Это я, положим, сказал ему по собственному почину. К слову пришлось.

— Вот тебе конверт и бумага, Арсений, пиши, — прибавил я.

Я подождал, пока он напишет, а потом завел речь о главном.

— Понатужился бы всё же, — начал я, — показал бы завод. С пещурой, понимаешь, вопрос не терпит, а дело миллионное…

Некоторое время он смотрел на свои ладони. Темные, жесткие — смола въелась.

— Арсений, — сказал я, — сам не пойдешь — другим дай напутствие.

Избушка тряслась от ветра, море шумело громче — надвигался прилив.
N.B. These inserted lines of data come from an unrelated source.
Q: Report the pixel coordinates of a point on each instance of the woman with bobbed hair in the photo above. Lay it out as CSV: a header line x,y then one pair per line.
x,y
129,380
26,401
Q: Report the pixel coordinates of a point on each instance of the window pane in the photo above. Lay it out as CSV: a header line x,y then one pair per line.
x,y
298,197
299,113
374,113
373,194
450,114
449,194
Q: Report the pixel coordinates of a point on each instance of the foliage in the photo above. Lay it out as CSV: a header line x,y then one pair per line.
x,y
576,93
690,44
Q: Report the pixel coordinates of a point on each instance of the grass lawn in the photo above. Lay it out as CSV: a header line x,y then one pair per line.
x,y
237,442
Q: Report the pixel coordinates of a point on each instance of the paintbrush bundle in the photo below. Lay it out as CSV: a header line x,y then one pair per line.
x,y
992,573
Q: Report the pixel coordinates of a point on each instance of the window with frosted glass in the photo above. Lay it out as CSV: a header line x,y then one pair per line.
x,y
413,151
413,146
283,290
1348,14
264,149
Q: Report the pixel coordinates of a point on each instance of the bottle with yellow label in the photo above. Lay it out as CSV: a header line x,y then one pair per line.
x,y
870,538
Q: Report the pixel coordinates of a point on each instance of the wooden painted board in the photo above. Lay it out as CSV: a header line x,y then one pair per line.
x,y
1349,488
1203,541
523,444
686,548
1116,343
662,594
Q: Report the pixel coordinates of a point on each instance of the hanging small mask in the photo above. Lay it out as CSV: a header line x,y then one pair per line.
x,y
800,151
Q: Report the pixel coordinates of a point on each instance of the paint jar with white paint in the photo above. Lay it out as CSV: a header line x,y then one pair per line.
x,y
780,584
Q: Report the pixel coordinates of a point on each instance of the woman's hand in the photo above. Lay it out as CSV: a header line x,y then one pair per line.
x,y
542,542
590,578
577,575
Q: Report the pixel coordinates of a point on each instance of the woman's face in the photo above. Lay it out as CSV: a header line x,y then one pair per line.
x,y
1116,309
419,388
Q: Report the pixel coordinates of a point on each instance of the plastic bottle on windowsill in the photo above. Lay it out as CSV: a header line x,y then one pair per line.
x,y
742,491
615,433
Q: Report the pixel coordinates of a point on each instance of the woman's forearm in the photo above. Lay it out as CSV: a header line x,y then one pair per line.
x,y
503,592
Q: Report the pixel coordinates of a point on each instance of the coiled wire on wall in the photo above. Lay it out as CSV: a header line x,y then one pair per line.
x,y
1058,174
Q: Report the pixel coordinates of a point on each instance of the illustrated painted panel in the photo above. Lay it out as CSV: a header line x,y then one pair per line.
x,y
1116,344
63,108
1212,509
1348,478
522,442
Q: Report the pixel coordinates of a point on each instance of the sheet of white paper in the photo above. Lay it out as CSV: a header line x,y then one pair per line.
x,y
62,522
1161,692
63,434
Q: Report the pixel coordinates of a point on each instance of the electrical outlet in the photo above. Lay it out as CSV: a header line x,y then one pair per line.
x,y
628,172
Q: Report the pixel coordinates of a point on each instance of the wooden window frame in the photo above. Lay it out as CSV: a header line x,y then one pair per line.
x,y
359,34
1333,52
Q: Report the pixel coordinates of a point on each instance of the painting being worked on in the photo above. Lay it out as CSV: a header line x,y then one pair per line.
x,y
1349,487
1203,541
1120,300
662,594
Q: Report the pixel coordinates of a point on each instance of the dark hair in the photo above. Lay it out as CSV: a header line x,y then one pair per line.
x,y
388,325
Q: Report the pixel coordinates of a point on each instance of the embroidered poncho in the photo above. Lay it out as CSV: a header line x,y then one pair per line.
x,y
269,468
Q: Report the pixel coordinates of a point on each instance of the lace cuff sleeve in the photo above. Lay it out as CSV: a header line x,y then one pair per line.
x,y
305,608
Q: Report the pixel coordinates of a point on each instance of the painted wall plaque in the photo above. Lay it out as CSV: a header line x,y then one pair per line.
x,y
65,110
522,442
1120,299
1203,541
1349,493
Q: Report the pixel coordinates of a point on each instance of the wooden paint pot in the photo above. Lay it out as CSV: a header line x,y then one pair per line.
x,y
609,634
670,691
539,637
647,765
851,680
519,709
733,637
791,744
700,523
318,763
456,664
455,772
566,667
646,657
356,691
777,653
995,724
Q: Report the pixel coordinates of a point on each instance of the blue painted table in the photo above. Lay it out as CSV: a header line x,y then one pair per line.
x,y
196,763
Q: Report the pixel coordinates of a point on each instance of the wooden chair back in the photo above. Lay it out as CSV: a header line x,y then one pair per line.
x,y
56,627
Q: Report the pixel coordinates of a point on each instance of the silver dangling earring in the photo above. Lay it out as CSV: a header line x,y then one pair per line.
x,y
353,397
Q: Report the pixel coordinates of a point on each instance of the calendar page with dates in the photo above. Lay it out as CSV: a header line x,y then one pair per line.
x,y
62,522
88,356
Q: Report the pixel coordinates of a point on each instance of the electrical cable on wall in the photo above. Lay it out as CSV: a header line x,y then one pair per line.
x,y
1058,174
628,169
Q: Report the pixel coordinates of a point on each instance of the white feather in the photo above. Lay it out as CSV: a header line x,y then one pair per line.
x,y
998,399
Море подступало к нам, подхватывало плавник, клочки водорослей, сгустки пены, плескалось совсем близко, словно и его касался наш разговор.

— Вот что, Евграф, — молвил он, — коли веришь мне, я скажу. Нет туда дороги. Смотрел я.

— Ходил? Ходил, значит, в Зимние горы?

Он кивнул.

— А Савве сказал?

— Он не знает. Ему-то я согласия не дал идти, стар, говорю. Он с тем и ушел. А я дал мозгам движение. Погода, вишь, препятствует лову, дай оставлю тут Короткова, схожу, попробую, Евграф! С моря к заводу нельзя пройти, — разве если обсохнет после дождей. Реку завалило, нет по берегу пути, вовсе нет. Обвал. Река в Гусиное озеро течет. А через кручи, тебе самому понятно, как…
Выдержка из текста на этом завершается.